Tribal Government & News

Federal report on missing, murdered Indigenous people in Oregon includes Heather Cameron case

02.24.2021 Danielle Harrison Public safety
Grand Ronde Tribal member Heather Cameron has been missing since August 2012. Although her disappearance occurred in northern California, she was included in the U.S. Attorney's Office for the District of Oregon's report on murdered and missing Indigenous people because she is a member of an Oregon Tribe.

By Danielle Harrison

Smoke Signals staff writer

PORTLAND – The U.S. Attorney’s Office for the District of Oregon released its first Missing and Murdered Indigenous Persons report on Friday, Feb. 19.

The report is the first to be released by any U.S. Attorney’s Office since the Justice Department began a new program, nicknamed Operation Lady Justice, to address the ongoing crisis of missing and murdered Native Americans.

The Oregon report provides Tribes, law enforcement and the public with an overview of current cases as well as the Attorney’s Office plans to address the crisis in 2021.

The report includes summaries of eight murdered and 11 missing Indigenous people, including Grand Ronde Tribal member Heather Cameron, who has been missing since August 2012 from a remote area near Redding, Calif.

On the day of her disappearance, Cameron called 911 three times from her ex-boyfriend Daniel Lusby’s cell phone near the remote Keswick Dam area in Shasta County, saying she had been drugged and needed help. A male voice was audible in the background, according to police reports.

Police conducted an extensive, multi-agency search, according to the Shasta County Sheriff’s Office. Lusby was interviewed as a primary person of interest in the case on three separate occasions, but never arrested.

Although Cameron went missing in California, she is included as part of the Oregon data because she is a member of an Oregon Tribe, according to the report.

During report research, it was discovered Cameron was still listed as “white” in the California Missing Person Clearinghouse, which is a racial misclassification. These gaps in data can often lead to inaccurate and underreporting of how many Indigenous people are missing and murdered nationwide.

“Our priority in 2021 is to formally consult with Oregon Tribes and collect and maintain all available data,” the report stated. “The USAO is also committed to track and assist in any missing and murdered Indigenous person cases connected to the District of Oregon, including Oregon Tribal members that are outside of Oregon.”

Grand Ronde Domestic Violence Program Coordinator Danielle Murrell said that the Oregon U.S. Attorney’s Office work is vital in bringing more attention to address the epidemic of missing and murdered Indigenous people throughout the country.
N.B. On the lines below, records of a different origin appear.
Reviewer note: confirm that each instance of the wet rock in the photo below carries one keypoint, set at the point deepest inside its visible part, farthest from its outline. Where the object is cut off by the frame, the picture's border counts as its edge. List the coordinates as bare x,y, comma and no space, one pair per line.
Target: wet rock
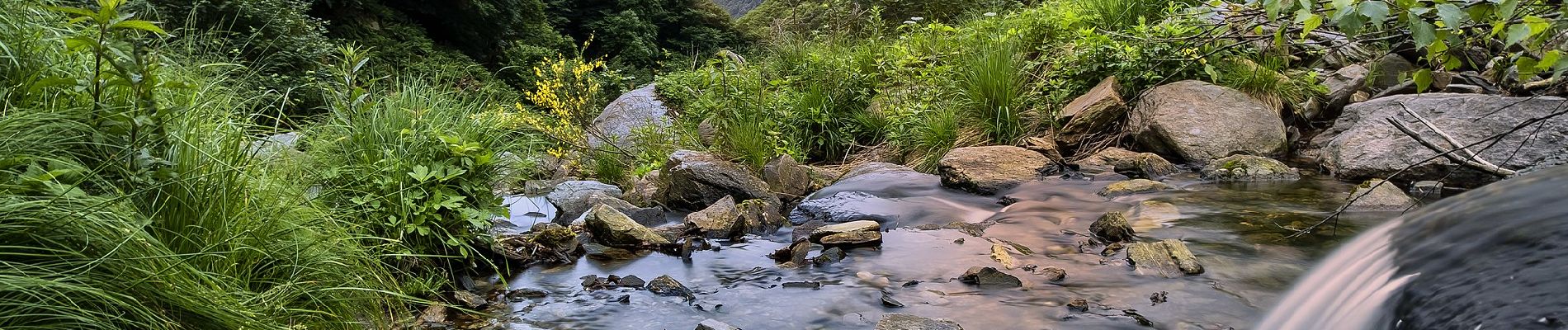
1001,255
1112,227
1134,186
1247,167
1093,113
852,238
989,169
714,324
756,218
1343,87
830,255
1379,196
613,229
545,243
716,221
668,286
843,207
1426,191
1167,258
632,111
695,180
891,302
1200,120
900,321
1153,213
1117,160
988,277
847,227
631,282
1362,144
789,179
1054,274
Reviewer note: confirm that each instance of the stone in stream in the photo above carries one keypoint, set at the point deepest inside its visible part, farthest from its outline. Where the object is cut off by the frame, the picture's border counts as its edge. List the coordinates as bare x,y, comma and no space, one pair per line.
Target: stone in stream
1169,258
1054,274
1134,186
668,286
716,221
693,180
1117,160
900,321
613,229
988,277
1247,167
1092,113
1379,196
1112,227
989,169
1200,120
714,324
1362,144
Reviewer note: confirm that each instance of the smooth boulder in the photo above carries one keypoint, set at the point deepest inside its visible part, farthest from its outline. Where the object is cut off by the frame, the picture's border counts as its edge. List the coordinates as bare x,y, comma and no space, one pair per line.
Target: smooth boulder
989,169
1363,144
621,120
1200,120
613,229
693,180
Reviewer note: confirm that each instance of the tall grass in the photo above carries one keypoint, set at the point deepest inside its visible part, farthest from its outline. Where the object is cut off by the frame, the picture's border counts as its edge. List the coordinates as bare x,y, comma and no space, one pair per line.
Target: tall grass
184,229
991,85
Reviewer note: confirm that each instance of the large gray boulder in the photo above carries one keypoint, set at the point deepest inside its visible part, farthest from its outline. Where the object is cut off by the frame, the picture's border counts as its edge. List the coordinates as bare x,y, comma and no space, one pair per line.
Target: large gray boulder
1363,144
634,110
989,169
693,180
1200,120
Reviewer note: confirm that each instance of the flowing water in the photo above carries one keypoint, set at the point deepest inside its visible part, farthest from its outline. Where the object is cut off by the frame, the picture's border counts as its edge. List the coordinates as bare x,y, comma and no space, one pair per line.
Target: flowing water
1236,232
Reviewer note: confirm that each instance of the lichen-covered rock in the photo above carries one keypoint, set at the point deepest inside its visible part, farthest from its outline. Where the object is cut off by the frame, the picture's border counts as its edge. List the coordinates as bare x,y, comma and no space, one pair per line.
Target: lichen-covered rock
1167,258
988,277
1092,113
989,169
1379,196
1200,120
1362,144
716,221
693,180
1134,186
1113,160
1249,167
1112,227
613,229
900,321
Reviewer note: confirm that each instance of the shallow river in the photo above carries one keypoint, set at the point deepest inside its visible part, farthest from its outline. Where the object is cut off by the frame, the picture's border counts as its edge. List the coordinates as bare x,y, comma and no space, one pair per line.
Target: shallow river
1236,232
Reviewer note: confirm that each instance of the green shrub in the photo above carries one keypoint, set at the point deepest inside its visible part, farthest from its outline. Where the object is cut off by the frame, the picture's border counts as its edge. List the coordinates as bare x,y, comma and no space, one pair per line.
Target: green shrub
414,160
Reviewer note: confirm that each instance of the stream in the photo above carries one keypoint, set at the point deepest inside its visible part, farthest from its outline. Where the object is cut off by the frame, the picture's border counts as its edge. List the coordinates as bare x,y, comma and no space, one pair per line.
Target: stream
1235,229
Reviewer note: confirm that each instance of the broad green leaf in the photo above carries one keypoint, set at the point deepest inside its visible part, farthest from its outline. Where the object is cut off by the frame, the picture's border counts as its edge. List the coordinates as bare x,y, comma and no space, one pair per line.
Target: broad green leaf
1548,59
1376,12
1452,16
141,26
1424,33
1423,80
1517,33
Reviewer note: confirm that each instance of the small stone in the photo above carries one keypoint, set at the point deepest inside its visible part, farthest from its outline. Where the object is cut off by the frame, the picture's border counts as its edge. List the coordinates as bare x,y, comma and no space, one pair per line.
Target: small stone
891,302
1112,227
810,285
714,324
900,321
1054,274
668,286
1134,186
988,277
“We know that American Indians/Alaskan Natives experience violence and sexual violence at a disproportionate rate (compared to) nonAmerican Indians/Alaskan Natives,” she said. “This makes the USAO’s work of momentous importance to continue to bring awareness to this problem. In (the) Urban Indian Health Institute’s 2016 report, they noted that 95 percent of the murdered and missing Indigenous women and girls cases never received national or international news coverage. This is a problem.

“Not having accurate reporting has also prevented researchers from gaining a true understanding of the problem, in addition to inconsistent racial misclassification and jurisdictional issues. The USAO’s efforts plan address these barriers.”     

The 2021 Missing and Murdered Indigenous Persons Action Plan includes the following goals:

  • Tribal consultations: Schedule virtual meetings with each federally recognized Tribal government and Tribal law enforcement entity in Oregon.
  • Gather data: Request information from all law enforcement offices that respond to Oregon Tribes or Tribal offices that have data.
  • Develop Tribal community response plans: Work with each Tribe to establish Tribal response plans that would include creating four different protocols of community outreach, law enforcement agency response, victim services, and public and media communications customized for each Tribe.
  • Creation of a working group: Invite Tribal representatives and law enforcement to establish a District of Oregon Missing and Murdered Indigenous Persons Working Group to share information and work to address issues.
  • Increase collaboration and communicate: Collaborate with all Oregon law enforcement to better track and provide assistance in all missing and murdered Indigenous cases, including Tribal members who are outside of Oregon.
  • Address issues found in Oregon State Police report: Work with Oregon State Police to overcome the barriers identified in its 2020 report. This includes addressing gaps in data and information sharing, improving communication between different jurisdictions involved in investigations, and facilitating resource sharing.

“For generations, American Indians and Alaskan Natives have suffered from disproportionately high levels of violence. Tragically, this is not a crisis of the past; it’s a crisis of the present,” outgoing Oregon U.S. Attorney Billy Williams said. “In this report, we look back and forward, summarizing what is known about missing and murdered Indigenous people in Oregon and outlining our plans and goals for the year ahead. While we won’t solve this problem overnight, our office is working closely with Oregon law enforcement partners, other U.S. Attorney’s Offices, and the U.S. Department of Justice to end endemic violence in Indian Country.”